Gervonta Davis (30-0-1, 28 KO) tiene un amplio historial delictivo y, actualmente, está en busca y captura. El ya excampeón del peso ligero de la Asociación Mundial de Boxeo (AMB) se encuentra en paradero desconocido después de que la policía de Miami emitiese una orden de arresto por un presunto incidente de violencia doméstica ocurrido en octubre. Este no es el único caso en el que Tank y la ley se han visto envueltos.

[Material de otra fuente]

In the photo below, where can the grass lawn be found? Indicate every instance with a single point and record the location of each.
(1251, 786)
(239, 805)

La policía está trabajando junto al Grupo de Trabajo de Fugitivos del Servicio de Alguaciles de Estados Unidos para encontrar al púgil, que ya ha sido nombrado campeón en receso por la AMB. El 27 de octubre, en un club nocturno de Miami, Gervonta agredió presuntamente a su exnovia Courtney Rossell, que presentó una demanda civil tras el incidente. Ella le acusó de agarrarla con una mano por la parte posterior de la cabeza, sujetarla con la otra de la garganta y tirar de ella, arrastrándola por la escalera, cocina y salida trasera. Posteriormente, la agredió físicamente en el estacionamiento. Después de ver las imágenes de las cámaras de seguridad, los policías confirmaron la versión de la víctima, que dejó su relación con el púgil un mes antes de la agresión.

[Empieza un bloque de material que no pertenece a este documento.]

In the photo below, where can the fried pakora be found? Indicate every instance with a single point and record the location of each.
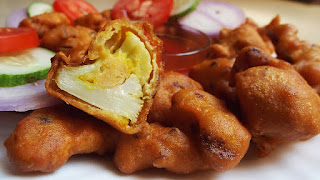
(277, 104)
(43, 23)
(170, 83)
(229, 43)
(95, 21)
(304, 56)
(44, 140)
(160, 147)
(73, 41)
(214, 76)
(118, 79)
(223, 139)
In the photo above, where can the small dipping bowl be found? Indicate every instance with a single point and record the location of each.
(183, 46)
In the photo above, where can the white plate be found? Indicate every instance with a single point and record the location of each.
(298, 160)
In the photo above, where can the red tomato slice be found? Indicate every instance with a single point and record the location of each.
(12, 39)
(73, 8)
(155, 11)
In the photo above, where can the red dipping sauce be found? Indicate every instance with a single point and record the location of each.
(184, 46)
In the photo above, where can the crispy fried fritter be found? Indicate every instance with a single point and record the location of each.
(45, 22)
(95, 21)
(230, 42)
(287, 43)
(206, 136)
(73, 41)
(44, 140)
(304, 56)
(160, 147)
(170, 83)
(223, 139)
(277, 103)
(118, 79)
(214, 76)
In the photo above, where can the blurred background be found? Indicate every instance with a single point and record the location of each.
(304, 14)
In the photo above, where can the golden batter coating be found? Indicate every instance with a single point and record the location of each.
(118, 78)
(170, 83)
(223, 139)
(303, 55)
(229, 43)
(214, 76)
(45, 22)
(160, 147)
(94, 21)
(73, 41)
(277, 103)
(44, 140)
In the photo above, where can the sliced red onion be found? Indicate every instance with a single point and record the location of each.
(211, 16)
(201, 21)
(26, 97)
(230, 16)
(16, 17)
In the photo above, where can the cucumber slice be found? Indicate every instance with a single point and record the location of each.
(183, 7)
(36, 8)
(23, 67)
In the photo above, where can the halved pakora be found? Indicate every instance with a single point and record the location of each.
(117, 79)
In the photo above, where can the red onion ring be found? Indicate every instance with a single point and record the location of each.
(26, 97)
(16, 17)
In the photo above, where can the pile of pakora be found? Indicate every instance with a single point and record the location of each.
(258, 85)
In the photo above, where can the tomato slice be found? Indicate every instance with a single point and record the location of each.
(155, 11)
(12, 39)
(73, 8)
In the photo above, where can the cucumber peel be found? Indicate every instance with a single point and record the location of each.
(23, 67)
(183, 7)
(37, 7)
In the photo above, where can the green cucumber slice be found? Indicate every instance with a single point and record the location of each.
(183, 7)
(23, 67)
(36, 8)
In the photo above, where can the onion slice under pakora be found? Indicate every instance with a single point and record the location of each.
(118, 77)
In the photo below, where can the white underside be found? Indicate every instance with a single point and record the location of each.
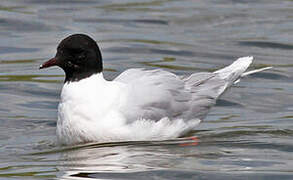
(140, 104)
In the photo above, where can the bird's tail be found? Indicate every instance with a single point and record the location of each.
(236, 70)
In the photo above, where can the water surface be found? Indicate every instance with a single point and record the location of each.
(247, 135)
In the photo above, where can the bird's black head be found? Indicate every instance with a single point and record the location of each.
(79, 56)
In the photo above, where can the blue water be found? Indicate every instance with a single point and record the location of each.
(247, 135)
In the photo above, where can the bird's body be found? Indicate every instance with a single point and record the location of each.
(137, 105)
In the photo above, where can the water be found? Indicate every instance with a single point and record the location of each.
(247, 135)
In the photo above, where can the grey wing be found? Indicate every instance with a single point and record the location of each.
(154, 94)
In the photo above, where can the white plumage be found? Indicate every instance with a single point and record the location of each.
(140, 104)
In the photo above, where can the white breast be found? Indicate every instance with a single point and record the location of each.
(87, 108)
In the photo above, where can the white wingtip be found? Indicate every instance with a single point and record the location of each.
(255, 71)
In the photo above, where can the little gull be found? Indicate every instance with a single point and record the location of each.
(139, 104)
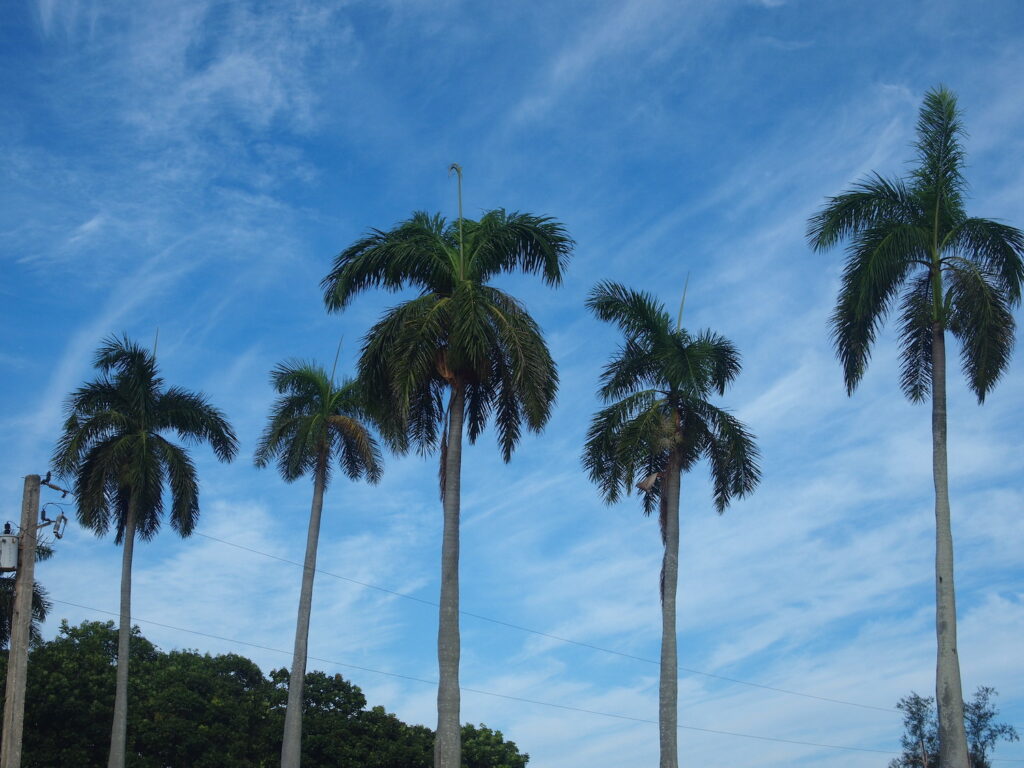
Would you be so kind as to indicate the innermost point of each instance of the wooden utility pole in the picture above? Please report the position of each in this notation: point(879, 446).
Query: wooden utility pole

Denuncias, peleas y cárcel
La vida de Gervonta ha estado relacionada con la delincuencia desde que era un niño. Su madre perdió la custodia de Tank y sus dos hermanos mayores por consumo de drogas cuando él tenía seis años y su padre estaba en la cárcel. Fue pasando por hogares de acogida, incluso por una familia adoptiva, hasta que pudo ir con su abuela. Vivió muchos episodios de violencia. Peleaba con los otros niños del barrio y a los 15 años tuvo que huir de un coche que tiroteaba su vecindario.

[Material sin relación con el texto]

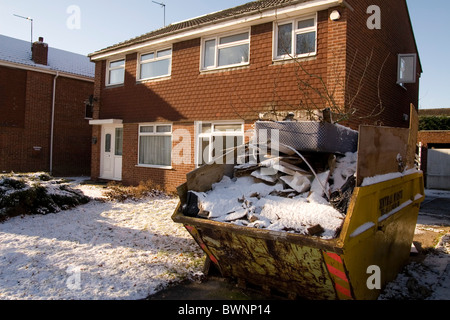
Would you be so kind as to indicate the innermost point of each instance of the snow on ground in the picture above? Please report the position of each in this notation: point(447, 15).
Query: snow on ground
point(101, 250)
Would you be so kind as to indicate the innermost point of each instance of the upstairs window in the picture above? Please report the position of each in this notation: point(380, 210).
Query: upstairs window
point(155, 64)
point(226, 51)
point(296, 39)
point(116, 72)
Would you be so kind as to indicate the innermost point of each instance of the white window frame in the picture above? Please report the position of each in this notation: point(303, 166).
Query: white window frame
point(295, 32)
point(155, 134)
point(219, 46)
point(210, 135)
point(403, 60)
point(109, 69)
point(155, 52)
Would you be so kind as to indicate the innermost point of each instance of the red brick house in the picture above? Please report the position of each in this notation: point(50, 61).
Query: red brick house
point(435, 152)
point(43, 125)
point(210, 78)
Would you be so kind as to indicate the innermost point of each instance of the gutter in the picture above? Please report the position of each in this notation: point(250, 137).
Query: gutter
point(52, 129)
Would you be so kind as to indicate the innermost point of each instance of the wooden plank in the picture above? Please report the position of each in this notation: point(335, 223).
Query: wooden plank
point(378, 150)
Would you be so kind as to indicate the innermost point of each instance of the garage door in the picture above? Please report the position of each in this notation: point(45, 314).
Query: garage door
point(438, 169)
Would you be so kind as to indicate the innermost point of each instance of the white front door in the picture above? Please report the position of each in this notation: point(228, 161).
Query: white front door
point(111, 155)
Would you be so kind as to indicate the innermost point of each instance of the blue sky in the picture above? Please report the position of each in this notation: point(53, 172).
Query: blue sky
point(107, 22)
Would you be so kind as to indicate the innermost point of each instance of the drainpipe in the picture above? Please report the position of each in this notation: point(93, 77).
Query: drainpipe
point(52, 128)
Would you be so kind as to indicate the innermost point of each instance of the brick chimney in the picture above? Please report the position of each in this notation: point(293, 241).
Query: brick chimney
point(40, 52)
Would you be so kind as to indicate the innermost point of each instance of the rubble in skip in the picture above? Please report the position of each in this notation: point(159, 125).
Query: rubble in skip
point(293, 185)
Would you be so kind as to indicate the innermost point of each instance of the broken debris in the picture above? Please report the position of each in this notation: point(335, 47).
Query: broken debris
point(281, 194)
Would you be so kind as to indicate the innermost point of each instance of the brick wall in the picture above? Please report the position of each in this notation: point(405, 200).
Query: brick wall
point(394, 37)
point(25, 147)
point(72, 133)
point(242, 92)
point(430, 139)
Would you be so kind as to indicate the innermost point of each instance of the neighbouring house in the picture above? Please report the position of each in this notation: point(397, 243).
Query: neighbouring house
point(44, 95)
point(434, 142)
point(163, 99)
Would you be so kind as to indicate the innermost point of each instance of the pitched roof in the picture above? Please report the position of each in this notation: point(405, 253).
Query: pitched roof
point(19, 51)
point(232, 13)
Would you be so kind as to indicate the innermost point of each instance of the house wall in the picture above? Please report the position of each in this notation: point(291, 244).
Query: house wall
point(189, 95)
point(379, 84)
point(73, 134)
point(27, 110)
point(243, 93)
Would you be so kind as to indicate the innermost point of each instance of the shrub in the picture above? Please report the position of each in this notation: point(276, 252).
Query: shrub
point(428, 123)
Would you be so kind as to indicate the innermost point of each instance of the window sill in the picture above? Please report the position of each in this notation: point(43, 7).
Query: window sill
point(148, 166)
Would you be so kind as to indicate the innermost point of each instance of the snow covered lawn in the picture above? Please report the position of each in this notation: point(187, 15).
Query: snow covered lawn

Los problemas siguieron cuando empezó a crecer. El campeón del mundo en tres divisiones de peso distintas se enfrentó a dos cargos de agresión a su exnovia en febrero de 2020 que finalmente quedaron archivados. Tres años después, fue detenido otra vez por un delito de presunta violencia doméstica, con daños corporales y agresión. Compadeció ante el juez y fue puesto en libertad bajo una fianza de 1.000 dólares. Tras este hecho, el de Baltimore se declaró culpable de cuatro delitos de tráfico relacionados con un atropello y fuga, en el que resultaron heridas cuatro personas, incluida una embarazada. Gervonta abandonó la escena del accidente, que involucraba lesiones corporales y no avisó sobre los daños a la propiedad. Además, conducía con el permiso caducado y se pasó un semáforo en rojo. Fue condenado a tres meses de arresto domiciliario que no cumplió y terminó en prisión por 44 días.
Parece que su estancia en la cárcel no le hizo escarmentar. El verano pasado, la madre de su hija le denunció por un caso de violencia doméstica, pero Gervonta se libró porque la supuesta víctima se negó a procesarle. Tras unos meses de calma, cuando tenía previsto enfrentarse en un mediático combate con Jake Paul, llegó la nueva acusación. No se sabe nada del paradero de Tank desde la semana pasada. “Enviamos a nuestro agente judicial a su casa hasta en seis ocasiones sin éxito”, reveló Richard Wolfe, abogado de la expareja de Davis. Reclaman una indemnización de unos 46.000 euros y revelaron que intentaron resolver el caso de manera exitosa, pero que el boxeador no colaboró.